Embora o governo Lula tenha um viés progressista, humanista e aberto ao diálogo, alguns problemas enraizados na história do nosso país ainda persistem e se interligam, como a repressão de agentes de segurança do Estado para com as minorias e suas expressões culturais. O tecido cultural, inclusive, tido como inimigo do governo Bolsonaro, segue catando os cacos dos seus desmontes, se levantando das cinzas para poder alcançar novos voos e conquistar novos espaços, lutando contra os mais diversos preconceitos de ordem estrutural.
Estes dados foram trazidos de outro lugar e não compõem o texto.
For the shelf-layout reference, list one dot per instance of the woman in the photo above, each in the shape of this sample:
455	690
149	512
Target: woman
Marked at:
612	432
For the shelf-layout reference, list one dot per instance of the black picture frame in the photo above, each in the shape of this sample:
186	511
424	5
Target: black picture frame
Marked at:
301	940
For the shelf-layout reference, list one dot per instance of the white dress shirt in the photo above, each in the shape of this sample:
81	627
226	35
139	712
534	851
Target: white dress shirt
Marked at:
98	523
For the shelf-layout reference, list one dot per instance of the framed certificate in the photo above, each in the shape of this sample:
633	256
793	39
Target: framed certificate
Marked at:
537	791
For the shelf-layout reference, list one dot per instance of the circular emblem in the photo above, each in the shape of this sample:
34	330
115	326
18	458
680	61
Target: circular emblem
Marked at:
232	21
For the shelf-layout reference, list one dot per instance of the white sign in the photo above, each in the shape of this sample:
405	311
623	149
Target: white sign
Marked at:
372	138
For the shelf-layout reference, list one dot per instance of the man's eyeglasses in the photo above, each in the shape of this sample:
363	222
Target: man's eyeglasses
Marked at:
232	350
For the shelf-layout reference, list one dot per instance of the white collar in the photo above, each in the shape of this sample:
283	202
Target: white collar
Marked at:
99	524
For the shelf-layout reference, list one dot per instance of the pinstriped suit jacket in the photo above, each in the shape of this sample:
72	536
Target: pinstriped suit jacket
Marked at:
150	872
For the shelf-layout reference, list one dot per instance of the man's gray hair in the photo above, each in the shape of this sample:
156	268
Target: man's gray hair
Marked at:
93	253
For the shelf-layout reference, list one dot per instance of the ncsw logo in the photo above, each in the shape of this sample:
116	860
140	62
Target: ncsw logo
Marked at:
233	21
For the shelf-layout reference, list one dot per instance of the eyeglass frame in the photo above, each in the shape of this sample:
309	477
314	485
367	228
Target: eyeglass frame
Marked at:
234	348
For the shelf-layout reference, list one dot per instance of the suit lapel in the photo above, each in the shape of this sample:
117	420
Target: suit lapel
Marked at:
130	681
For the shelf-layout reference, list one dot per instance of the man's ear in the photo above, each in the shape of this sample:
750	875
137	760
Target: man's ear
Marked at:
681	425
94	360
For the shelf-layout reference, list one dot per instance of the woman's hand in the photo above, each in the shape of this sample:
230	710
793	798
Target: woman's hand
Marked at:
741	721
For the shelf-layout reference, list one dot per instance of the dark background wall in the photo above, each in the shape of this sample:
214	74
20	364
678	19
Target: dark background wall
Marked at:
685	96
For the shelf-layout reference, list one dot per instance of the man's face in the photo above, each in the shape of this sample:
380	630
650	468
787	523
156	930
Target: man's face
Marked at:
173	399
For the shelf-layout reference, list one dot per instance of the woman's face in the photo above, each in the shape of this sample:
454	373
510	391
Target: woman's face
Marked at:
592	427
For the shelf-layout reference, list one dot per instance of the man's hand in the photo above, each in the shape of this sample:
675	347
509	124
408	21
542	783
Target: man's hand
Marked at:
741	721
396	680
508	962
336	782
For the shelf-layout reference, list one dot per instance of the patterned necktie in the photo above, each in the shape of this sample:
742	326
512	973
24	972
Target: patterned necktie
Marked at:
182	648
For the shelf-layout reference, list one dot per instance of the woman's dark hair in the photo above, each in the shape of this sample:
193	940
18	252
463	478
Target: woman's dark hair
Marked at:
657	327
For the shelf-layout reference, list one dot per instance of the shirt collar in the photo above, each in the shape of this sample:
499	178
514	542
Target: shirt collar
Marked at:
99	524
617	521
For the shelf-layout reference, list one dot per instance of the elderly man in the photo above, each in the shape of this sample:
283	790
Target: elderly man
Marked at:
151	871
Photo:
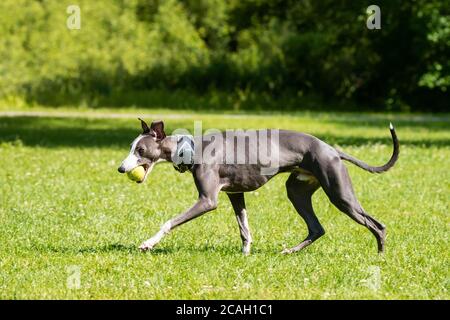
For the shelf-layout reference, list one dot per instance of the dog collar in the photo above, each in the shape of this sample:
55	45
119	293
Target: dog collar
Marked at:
183	159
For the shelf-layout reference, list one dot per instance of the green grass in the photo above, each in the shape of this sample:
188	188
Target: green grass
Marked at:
63	204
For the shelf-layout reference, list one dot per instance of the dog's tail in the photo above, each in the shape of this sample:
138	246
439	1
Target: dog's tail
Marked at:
382	168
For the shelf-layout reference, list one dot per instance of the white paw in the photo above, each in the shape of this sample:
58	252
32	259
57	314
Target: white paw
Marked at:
147	245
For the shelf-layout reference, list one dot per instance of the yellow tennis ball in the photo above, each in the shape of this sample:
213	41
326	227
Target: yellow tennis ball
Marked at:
137	174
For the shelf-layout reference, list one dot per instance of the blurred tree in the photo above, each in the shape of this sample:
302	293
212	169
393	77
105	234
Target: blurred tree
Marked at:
270	48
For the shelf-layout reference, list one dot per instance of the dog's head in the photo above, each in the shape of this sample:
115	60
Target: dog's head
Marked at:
145	149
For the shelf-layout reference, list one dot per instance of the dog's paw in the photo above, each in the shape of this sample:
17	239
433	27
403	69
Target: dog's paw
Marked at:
147	245
287	251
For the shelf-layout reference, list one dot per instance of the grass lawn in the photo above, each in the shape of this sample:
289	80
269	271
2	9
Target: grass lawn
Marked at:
64	207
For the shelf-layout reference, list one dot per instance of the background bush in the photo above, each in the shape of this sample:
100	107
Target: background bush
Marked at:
240	54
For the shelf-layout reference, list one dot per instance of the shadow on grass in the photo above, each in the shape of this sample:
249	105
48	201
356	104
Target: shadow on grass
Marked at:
159	251
97	133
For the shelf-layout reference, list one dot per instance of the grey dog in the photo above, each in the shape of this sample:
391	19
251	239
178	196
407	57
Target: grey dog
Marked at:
311	163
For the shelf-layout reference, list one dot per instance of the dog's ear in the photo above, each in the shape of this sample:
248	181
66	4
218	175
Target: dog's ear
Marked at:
144	125
157	129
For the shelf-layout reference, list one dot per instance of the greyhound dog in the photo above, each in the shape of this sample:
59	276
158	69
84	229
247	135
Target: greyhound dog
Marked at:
311	163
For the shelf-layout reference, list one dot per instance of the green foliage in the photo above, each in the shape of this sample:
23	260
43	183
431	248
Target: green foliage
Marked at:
64	204
269	48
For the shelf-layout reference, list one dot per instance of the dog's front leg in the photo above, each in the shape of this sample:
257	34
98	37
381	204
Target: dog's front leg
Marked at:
203	205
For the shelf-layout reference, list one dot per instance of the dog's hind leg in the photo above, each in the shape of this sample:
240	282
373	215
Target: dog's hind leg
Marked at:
238	203
299	193
336	183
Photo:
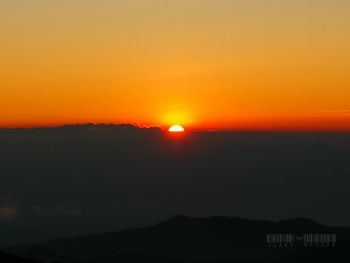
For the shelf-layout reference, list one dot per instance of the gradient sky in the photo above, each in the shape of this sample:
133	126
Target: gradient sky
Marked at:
210	64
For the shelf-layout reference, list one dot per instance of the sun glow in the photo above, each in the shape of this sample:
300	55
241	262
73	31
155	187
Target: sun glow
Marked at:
176	128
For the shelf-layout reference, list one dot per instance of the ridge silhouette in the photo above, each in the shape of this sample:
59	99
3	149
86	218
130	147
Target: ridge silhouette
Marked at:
190	239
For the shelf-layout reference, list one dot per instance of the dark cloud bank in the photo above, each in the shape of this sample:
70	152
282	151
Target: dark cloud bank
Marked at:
76	180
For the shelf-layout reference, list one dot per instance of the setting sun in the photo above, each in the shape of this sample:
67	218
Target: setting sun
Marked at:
176	128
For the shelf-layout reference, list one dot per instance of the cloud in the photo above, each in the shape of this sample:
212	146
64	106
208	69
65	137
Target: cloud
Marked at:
338	112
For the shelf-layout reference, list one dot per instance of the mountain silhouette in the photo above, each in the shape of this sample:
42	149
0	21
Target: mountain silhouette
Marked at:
187	239
8	258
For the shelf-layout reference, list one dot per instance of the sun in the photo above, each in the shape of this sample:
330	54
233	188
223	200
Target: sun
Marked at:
176	128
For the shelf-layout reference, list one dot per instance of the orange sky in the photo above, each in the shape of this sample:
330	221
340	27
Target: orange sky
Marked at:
205	64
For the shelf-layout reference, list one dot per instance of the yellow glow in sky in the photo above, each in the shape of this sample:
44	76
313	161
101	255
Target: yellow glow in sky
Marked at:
206	64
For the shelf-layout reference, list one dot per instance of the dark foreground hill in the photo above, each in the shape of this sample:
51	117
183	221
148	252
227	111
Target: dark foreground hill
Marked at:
185	239
8	258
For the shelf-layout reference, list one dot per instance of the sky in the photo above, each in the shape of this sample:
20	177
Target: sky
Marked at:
204	64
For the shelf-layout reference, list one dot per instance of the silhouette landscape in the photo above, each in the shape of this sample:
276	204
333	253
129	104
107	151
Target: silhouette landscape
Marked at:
91	179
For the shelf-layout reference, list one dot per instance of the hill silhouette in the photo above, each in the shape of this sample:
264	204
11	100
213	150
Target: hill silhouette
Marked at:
188	239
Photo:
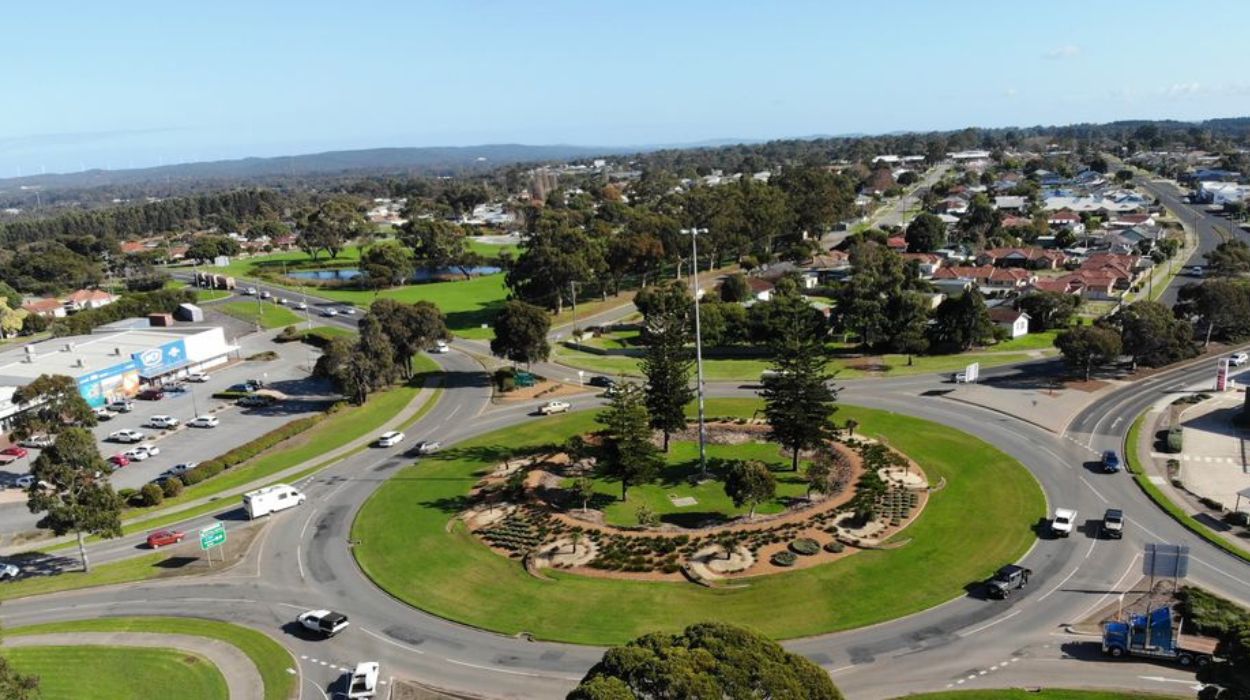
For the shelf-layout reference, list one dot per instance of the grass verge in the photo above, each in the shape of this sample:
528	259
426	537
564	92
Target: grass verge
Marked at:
1161	500
453	575
100	673
270	658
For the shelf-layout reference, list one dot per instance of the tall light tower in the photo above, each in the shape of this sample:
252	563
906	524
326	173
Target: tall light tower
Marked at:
703	429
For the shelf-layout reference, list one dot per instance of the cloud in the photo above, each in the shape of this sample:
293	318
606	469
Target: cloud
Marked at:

É nesse contexto que a banda Pernambucana, Janete Saiu Para Beber, do Cabo de Santo Agostinho, lança o primeiro videoclipe da carreira, para a música “Polícia para quem?”. A banda iniciou sua trajetória em 2010 e traz em sua sonoridade uma grande influência da cena Pernambucana dos anos 90, tendo inspiração no Movimento Mangue, Hip Hop, Punk e na cultura popular, como Coco de Roda, Frevo e Caboclinho. Suas letras revelam críticas sociais e pessoais, por serem o reflexo do estilo de vida e experiências pessoais de seus integrantes. A banda é formada atualmente por César Braga – vocal; Kin Noise – Guitarra; Pedro Attack – Baixo; Niel Melo – Bateria; Eudes Jr - Percussão; e Erivaldo Romão - Percussão.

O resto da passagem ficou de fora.